Para além disso, a junção dos dejetos com resíduos vegetais, promove a decomposição microbiana da matéria orgânica, que a transforma e aumenta a capacidade do solo em sequestrar carbono.

Outro benefício da presença de animais para o solo é o favorecimento do seu arejamento pelo simples facto de o pisarem (quebrando a camada superficial e aumentando o número de poros, permitindo uma melhor penetração da água e do ar). O arejamento favorece o crescimento das raízes e a evolução de microrganismos benéficos. A integração de animais também tem um papel importante no seu bem-estar, nomeadamente nos parâmetros livre de fome, desconforto e stress e na capacidade de expressão do seu comportamento natural.

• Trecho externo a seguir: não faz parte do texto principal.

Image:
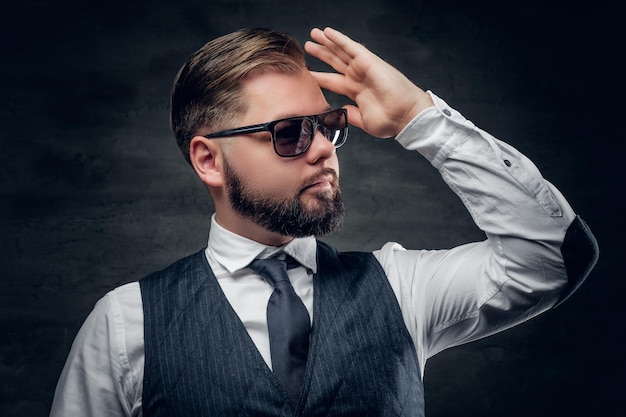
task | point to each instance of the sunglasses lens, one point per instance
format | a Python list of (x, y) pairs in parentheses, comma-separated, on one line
[(292, 137), (334, 126)]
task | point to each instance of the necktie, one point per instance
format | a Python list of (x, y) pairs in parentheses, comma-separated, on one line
[(288, 325)]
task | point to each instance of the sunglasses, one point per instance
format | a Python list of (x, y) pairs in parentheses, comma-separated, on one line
[(292, 136)]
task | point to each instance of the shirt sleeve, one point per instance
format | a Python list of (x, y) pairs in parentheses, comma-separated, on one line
[(450, 297), (104, 370)]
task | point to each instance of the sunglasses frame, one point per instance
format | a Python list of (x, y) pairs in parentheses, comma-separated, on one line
[(270, 126)]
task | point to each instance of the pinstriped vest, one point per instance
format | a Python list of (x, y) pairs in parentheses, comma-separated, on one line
[(201, 362)]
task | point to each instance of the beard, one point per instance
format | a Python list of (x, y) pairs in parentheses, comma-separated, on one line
[(287, 217)]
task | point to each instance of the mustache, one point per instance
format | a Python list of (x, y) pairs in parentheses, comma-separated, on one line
[(319, 176)]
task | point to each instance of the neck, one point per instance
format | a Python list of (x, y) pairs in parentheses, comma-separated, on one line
[(247, 228)]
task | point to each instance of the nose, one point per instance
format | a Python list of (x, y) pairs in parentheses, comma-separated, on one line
[(320, 148)]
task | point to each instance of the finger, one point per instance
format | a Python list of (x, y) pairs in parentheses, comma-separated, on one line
[(342, 42), (330, 81), (320, 37), (325, 55)]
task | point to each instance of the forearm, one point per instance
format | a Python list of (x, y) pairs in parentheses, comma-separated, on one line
[(519, 271)]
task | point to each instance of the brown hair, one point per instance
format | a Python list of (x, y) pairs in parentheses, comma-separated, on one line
[(207, 89)]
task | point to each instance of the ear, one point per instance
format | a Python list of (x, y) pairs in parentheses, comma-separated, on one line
[(206, 159)]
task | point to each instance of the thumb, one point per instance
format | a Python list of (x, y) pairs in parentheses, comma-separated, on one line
[(354, 116)]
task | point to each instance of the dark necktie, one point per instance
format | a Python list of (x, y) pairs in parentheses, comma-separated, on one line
[(288, 325)]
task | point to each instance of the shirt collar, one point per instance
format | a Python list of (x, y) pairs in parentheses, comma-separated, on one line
[(234, 252)]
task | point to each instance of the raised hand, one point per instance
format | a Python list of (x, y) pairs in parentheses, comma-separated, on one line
[(386, 101)]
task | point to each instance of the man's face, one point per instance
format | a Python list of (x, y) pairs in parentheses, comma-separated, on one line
[(293, 197)]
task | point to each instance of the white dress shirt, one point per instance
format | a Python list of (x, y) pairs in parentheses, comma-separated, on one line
[(447, 297)]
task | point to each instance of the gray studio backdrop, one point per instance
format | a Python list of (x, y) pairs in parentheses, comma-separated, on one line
[(94, 192)]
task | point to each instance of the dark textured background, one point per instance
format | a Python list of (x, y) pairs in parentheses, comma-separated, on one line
[(94, 192)]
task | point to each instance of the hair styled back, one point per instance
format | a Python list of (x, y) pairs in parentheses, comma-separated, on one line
[(207, 89)]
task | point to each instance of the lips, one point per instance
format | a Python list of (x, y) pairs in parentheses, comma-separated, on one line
[(326, 179)]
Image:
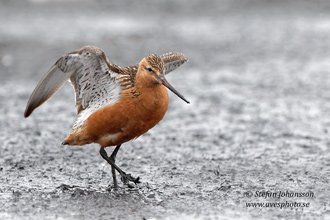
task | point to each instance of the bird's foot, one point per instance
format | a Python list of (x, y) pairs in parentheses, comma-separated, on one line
[(127, 178)]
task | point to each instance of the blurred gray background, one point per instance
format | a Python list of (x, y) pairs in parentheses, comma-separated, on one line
[(258, 81)]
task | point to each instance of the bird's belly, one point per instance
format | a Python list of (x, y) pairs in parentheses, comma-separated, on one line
[(126, 120)]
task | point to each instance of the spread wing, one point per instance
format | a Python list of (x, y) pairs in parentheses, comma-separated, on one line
[(93, 76)]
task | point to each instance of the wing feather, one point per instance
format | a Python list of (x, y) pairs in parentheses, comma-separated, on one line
[(94, 78), (173, 61)]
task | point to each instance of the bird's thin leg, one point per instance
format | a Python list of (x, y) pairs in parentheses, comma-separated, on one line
[(113, 170), (124, 177)]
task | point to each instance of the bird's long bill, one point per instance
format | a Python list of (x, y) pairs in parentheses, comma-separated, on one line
[(165, 83)]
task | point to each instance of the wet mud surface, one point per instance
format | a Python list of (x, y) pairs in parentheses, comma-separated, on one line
[(258, 82)]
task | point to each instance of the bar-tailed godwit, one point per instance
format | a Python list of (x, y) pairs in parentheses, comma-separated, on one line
[(114, 104)]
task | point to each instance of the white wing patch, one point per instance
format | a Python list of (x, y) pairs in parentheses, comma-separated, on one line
[(94, 78), (95, 85)]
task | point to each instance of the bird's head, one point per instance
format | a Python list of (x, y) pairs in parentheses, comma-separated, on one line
[(152, 71)]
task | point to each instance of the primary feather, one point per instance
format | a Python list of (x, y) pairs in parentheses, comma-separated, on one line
[(97, 82)]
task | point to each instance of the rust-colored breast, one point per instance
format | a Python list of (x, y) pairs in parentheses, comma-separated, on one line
[(127, 119)]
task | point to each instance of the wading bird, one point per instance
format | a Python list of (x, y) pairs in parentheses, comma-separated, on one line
[(114, 104)]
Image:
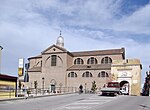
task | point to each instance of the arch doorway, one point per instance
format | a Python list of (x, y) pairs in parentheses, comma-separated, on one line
[(53, 86), (124, 87)]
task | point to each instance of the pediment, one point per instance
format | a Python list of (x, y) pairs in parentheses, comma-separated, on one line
[(54, 49)]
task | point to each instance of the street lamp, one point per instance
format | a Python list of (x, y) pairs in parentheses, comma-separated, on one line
[(1, 48), (43, 84), (148, 81)]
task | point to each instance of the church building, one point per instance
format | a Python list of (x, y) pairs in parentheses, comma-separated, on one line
[(57, 67)]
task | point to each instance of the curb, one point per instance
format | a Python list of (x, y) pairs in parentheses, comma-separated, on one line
[(31, 97)]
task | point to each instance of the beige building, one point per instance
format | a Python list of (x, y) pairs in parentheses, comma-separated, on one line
[(57, 67), (128, 73)]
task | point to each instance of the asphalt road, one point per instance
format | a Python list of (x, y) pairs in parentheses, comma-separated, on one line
[(79, 102)]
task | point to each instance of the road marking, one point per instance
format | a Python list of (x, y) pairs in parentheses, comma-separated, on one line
[(86, 104)]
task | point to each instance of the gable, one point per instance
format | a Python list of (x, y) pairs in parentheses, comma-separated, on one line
[(54, 49)]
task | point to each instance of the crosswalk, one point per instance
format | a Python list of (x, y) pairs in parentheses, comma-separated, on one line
[(86, 104)]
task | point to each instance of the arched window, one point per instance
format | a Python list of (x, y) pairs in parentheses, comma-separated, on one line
[(72, 74), (87, 74), (78, 61), (92, 60), (106, 60), (53, 60), (103, 74)]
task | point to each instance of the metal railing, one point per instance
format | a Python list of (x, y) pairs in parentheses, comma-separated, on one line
[(11, 93)]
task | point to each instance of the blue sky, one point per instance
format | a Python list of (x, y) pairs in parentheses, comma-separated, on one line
[(27, 27)]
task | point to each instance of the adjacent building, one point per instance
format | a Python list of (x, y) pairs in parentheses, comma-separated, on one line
[(8, 86), (58, 67)]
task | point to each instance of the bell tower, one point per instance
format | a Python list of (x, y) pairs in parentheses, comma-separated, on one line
[(60, 41)]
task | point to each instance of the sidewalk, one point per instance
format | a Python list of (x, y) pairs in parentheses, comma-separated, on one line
[(33, 96)]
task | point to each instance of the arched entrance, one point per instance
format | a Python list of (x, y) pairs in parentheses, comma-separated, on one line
[(124, 87), (53, 86)]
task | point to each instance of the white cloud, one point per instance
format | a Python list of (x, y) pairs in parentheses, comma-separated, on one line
[(138, 22)]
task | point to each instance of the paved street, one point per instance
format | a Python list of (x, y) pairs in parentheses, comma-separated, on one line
[(79, 102)]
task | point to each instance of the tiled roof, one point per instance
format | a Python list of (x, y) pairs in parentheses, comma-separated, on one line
[(35, 69), (39, 56), (99, 52), (90, 67), (7, 77)]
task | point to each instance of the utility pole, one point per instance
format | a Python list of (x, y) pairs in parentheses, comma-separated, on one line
[(1, 48)]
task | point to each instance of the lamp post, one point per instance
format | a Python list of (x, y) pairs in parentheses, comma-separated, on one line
[(148, 81), (1, 48), (43, 84)]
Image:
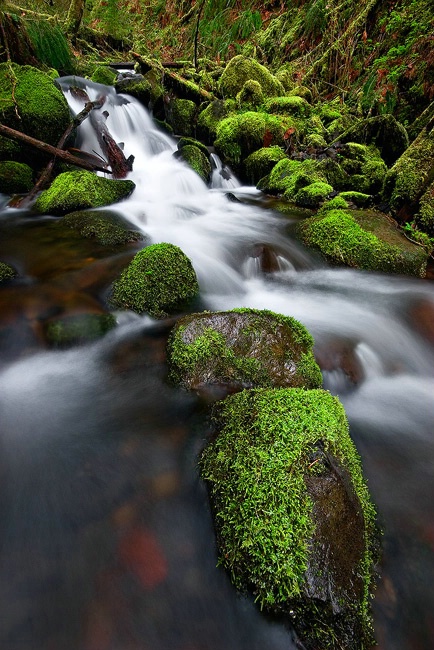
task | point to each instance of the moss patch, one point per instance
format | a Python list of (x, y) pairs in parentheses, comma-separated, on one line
[(270, 445), (364, 240), (80, 190), (160, 280)]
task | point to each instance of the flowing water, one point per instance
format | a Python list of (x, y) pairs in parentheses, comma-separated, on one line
[(106, 537)]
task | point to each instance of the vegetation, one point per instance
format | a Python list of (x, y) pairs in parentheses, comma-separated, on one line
[(159, 281)]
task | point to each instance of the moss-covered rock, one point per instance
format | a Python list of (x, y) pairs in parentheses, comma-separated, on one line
[(250, 95), (240, 135), (293, 105), (410, 177), (294, 520), (313, 194), (77, 329), (15, 178), (382, 131), (7, 272), (261, 162), (106, 228), (210, 117), (103, 74), (364, 240), (79, 190), (241, 348), (160, 280), (181, 114), (240, 69), (30, 102)]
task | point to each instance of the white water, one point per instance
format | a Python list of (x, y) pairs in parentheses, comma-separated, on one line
[(391, 409)]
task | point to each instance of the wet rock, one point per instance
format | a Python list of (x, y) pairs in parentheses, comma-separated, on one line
[(239, 349), (294, 521)]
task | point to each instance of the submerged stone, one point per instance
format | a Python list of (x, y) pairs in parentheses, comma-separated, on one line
[(294, 520), (160, 280), (362, 239), (79, 190), (239, 349)]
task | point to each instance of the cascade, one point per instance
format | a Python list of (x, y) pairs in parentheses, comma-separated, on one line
[(106, 538)]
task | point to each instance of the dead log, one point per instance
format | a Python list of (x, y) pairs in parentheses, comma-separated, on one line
[(52, 151)]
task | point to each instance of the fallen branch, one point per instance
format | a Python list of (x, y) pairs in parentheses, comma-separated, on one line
[(12, 134)]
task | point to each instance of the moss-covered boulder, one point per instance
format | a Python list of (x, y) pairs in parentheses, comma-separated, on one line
[(7, 272), (79, 190), (210, 117), (181, 114), (261, 162), (384, 132), (293, 105), (77, 329), (160, 280), (107, 228), (294, 520), (362, 239), (196, 159), (410, 177), (240, 135), (313, 195), (30, 102), (103, 74), (239, 349), (15, 178), (240, 69)]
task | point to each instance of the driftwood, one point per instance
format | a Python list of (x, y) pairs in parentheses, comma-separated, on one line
[(53, 151)]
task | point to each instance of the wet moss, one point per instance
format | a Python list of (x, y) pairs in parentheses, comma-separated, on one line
[(79, 190), (160, 280), (364, 240), (268, 448), (15, 178), (240, 69), (240, 348)]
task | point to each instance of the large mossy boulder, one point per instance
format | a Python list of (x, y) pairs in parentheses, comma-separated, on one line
[(294, 520), (384, 132), (107, 228), (362, 239), (160, 281), (411, 176), (241, 69), (240, 135), (32, 103), (239, 349), (79, 190), (15, 178)]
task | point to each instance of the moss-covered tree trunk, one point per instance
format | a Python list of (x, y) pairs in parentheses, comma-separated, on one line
[(75, 15)]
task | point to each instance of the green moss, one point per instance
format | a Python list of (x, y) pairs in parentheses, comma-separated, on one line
[(103, 74), (242, 347), (79, 190), (181, 115), (197, 160), (78, 329), (31, 102), (105, 227), (362, 240), (160, 280), (240, 69), (313, 195), (240, 135), (250, 95), (293, 105), (15, 178), (261, 162), (7, 272), (256, 468)]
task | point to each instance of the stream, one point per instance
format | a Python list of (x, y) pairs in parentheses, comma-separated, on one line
[(106, 539)]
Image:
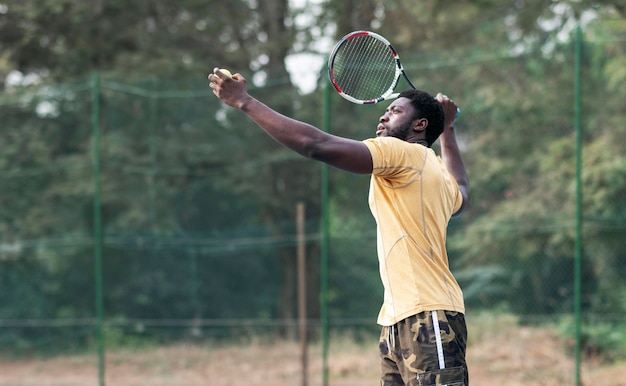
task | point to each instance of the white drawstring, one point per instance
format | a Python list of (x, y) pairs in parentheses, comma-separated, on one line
[(442, 363)]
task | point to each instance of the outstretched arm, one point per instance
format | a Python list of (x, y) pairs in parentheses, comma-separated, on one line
[(304, 139), (450, 152)]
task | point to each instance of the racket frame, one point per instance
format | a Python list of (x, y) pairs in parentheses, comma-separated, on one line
[(388, 94)]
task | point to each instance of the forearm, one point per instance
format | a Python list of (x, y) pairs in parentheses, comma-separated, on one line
[(296, 135)]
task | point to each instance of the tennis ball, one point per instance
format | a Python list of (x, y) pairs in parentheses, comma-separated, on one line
[(225, 72)]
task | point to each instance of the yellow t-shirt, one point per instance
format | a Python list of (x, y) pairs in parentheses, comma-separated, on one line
[(412, 197)]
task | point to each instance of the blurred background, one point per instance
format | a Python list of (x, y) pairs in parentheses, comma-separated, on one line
[(137, 211)]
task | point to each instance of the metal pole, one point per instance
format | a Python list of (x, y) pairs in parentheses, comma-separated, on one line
[(97, 220), (325, 236), (300, 216), (579, 217)]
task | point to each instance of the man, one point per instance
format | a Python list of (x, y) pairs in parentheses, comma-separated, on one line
[(413, 194)]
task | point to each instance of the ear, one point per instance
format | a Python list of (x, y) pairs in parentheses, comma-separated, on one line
[(420, 124)]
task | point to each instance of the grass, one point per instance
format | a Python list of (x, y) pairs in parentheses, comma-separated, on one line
[(501, 352)]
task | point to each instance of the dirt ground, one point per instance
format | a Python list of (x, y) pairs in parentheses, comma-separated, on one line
[(519, 356)]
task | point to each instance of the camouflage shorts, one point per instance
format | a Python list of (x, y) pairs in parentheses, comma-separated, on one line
[(409, 355)]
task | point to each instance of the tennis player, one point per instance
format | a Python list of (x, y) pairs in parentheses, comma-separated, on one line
[(413, 194)]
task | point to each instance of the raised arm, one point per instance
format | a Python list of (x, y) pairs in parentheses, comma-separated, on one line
[(450, 152), (301, 137)]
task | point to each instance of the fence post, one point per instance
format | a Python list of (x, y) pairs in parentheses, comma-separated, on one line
[(324, 241), (579, 219), (97, 220)]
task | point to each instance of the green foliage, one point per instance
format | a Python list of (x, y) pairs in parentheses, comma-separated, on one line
[(198, 205)]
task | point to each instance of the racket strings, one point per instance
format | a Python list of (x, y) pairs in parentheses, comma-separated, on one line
[(365, 68)]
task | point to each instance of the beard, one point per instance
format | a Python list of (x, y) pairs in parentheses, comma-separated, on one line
[(400, 132)]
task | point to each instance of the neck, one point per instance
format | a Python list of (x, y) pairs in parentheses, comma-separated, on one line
[(421, 142)]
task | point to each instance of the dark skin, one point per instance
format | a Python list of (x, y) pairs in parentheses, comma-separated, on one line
[(344, 153)]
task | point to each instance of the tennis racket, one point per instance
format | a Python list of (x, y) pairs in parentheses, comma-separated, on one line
[(364, 68)]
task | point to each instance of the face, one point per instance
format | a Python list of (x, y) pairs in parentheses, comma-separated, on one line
[(397, 121)]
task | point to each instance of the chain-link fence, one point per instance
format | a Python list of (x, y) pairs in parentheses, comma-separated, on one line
[(138, 213)]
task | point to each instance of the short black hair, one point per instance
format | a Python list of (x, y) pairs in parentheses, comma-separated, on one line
[(426, 106)]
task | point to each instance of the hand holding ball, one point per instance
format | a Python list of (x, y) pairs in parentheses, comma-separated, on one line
[(223, 71)]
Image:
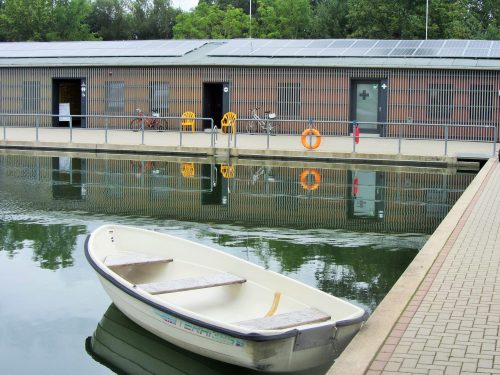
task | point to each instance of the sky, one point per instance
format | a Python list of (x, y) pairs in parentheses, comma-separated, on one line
[(185, 4)]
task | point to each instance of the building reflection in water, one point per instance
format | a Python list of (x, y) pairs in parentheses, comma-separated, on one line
[(348, 230), (334, 196)]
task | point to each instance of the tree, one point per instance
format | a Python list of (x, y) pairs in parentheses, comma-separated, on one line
[(330, 19), (242, 4), (23, 20), (210, 21), (153, 19), (69, 21), (44, 20), (111, 19), (283, 19)]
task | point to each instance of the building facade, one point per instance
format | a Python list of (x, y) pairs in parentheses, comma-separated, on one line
[(342, 83)]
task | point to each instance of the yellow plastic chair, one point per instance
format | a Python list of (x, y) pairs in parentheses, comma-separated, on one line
[(188, 120), (228, 121)]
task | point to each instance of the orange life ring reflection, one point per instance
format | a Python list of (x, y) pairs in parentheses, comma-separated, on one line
[(305, 179), (306, 134), (227, 170), (187, 169)]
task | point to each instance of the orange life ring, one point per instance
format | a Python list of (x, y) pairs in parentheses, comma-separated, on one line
[(307, 133), (304, 179)]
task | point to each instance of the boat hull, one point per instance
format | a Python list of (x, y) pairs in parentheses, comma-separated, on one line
[(214, 322), (278, 355)]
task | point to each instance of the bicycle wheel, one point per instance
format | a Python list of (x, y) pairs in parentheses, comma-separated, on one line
[(136, 124)]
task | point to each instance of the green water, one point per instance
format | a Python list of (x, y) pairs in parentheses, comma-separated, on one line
[(352, 235)]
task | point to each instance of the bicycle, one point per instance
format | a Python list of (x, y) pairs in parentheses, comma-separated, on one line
[(265, 123), (153, 122)]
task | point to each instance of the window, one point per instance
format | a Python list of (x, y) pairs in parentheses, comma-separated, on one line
[(289, 99), (440, 102), (31, 96), (115, 96), (481, 102), (158, 97)]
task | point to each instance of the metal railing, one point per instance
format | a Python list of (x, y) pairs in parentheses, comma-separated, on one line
[(396, 131)]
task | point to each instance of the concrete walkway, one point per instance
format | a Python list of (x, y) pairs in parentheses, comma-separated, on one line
[(374, 149), (443, 314)]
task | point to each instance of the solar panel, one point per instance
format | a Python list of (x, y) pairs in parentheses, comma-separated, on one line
[(426, 52)]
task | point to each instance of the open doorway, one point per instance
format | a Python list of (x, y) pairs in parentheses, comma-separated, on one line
[(215, 102), (68, 98), (369, 105)]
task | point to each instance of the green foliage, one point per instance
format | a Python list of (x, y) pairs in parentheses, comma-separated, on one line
[(43, 20), (330, 19), (283, 19), (153, 19), (211, 22), (111, 19)]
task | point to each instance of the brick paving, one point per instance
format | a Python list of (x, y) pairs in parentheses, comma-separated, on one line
[(451, 325)]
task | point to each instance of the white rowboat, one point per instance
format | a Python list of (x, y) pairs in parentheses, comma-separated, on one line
[(217, 305)]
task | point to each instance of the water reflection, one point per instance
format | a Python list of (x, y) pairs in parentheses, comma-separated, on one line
[(348, 230), (52, 245), (328, 196), (126, 348)]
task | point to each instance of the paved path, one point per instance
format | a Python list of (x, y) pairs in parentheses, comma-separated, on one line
[(443, 315), (449, 323), (249, 145)]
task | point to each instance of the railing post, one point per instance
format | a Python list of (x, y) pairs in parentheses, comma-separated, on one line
[(495, 135), (399, 137), (70, 129), (180, 133), (235, 132), (354, 123), (446, 140), (214, 133), (310, 132), (37, 124), (106, 131), (142, 126)]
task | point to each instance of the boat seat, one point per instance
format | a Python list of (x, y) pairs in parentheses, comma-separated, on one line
[(134, 260), (286, 320), (191, 283)]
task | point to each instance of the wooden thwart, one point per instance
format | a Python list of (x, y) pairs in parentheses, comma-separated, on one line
[(191, 283), (134, 260), (286, 320)]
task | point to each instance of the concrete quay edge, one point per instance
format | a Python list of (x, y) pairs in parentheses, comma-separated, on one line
[(363, 349), (219, 152)]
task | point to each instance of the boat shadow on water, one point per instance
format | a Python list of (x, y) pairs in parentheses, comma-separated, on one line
[(126, 348)]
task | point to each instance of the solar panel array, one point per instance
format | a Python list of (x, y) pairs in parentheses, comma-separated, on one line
[(359, 48), (100, 49)]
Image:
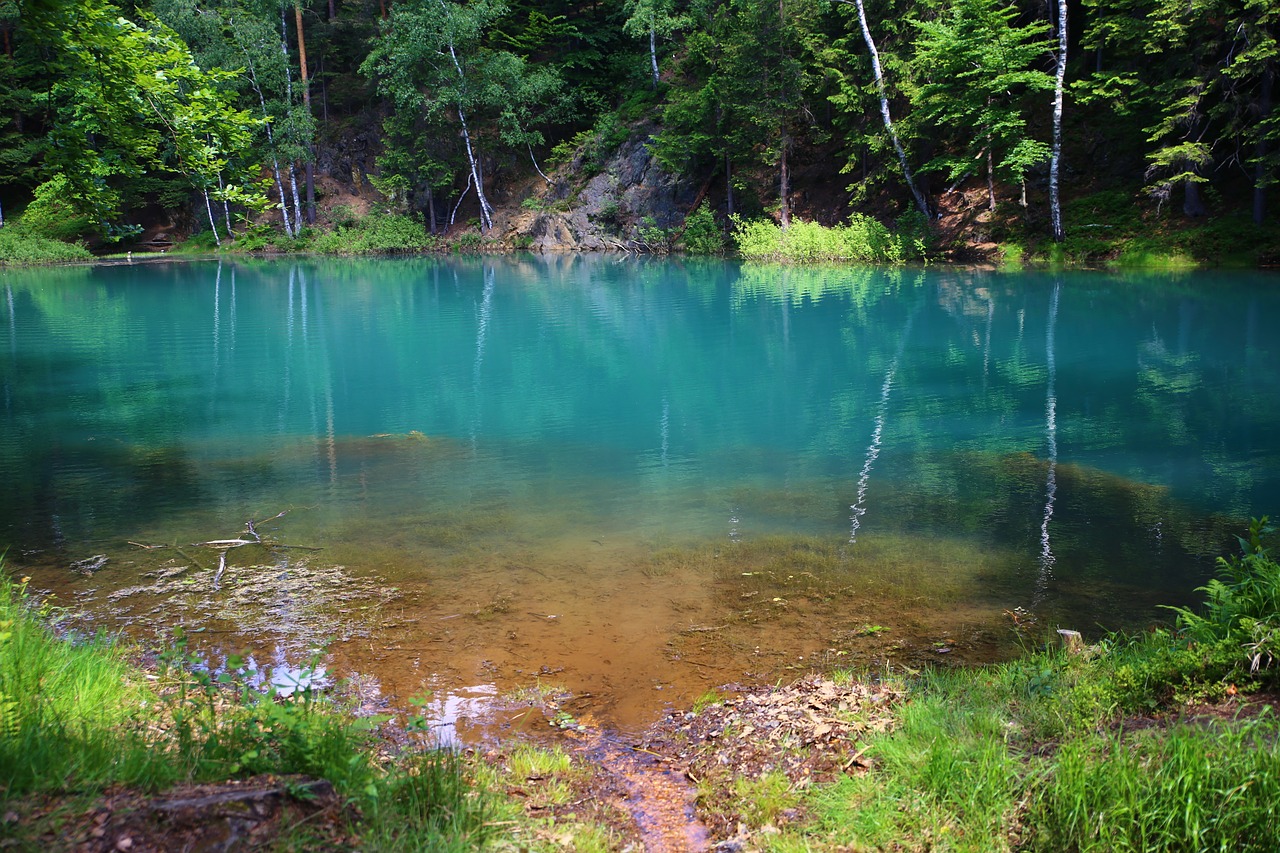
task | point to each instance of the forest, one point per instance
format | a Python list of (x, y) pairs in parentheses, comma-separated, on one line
[(234, 115)]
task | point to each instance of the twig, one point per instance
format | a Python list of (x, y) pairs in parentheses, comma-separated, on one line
[(188, 557), (222, 568)]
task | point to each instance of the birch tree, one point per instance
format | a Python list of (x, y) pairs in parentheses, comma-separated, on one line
[(653, 19), (1055, 201), (430, 60)]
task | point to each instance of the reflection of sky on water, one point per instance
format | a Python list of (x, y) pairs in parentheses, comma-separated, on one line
[(456, 710), (426, 406)]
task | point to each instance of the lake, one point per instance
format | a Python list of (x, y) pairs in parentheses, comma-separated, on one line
[(627, 480)]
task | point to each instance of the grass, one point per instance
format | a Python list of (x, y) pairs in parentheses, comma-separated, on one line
[(76, 717), (1083, 752)]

Na pecuária regenerativa, geralmente tem-se uma pastagem fitoquimicamente rica, os animais são mais resilientes, dependendo menos de antibióticos ou outros fármacos. Por outro lado, nesta pecuária são geralmente usadas raças autóctones, que são naturalmente mais resilientes, bem-adaptadas e que respeitam o ambiente que habitam. Os alimentos que resultam destes animais (sejam eles carne, ovos ou leite e seus produtos) terão naturalmente uma qualidade superior. Por exemplo, a carne de bovinos e suínos de pecuária regenerativa é naturalmente mais rica em gorduras ditas saudáveis como o ómega-3 e tem uma melhor relação ómega-6/ómega-3, comparando com a carne de animais produzidos em sistema intensivo.

Portanto, uma pecuária regenerativa evidencia benefícios para os animais, para o ambiente e também para os humanos. Não só para os que vivem no Planeta Terra (independentemente do seu regime alimentar), como para os que consomem alimentos provenientes deste modo de produção, e até para os próprios produtores pecuários! Existem evidências científicas de que os que seguem práticas regenerativas são mais felizes, mais saudáveis, sentem-se mais realizados e mais próximos da comunidade onde habitam.

Nota: Artigo publicado no Suplemento Bem-Estar Animal inserido na edição N.º 140 da Revista Jovens Agricultores, da AJAP. A sua reprodução, parcial ou na íntegra, está sujeita a autorização da AJAP.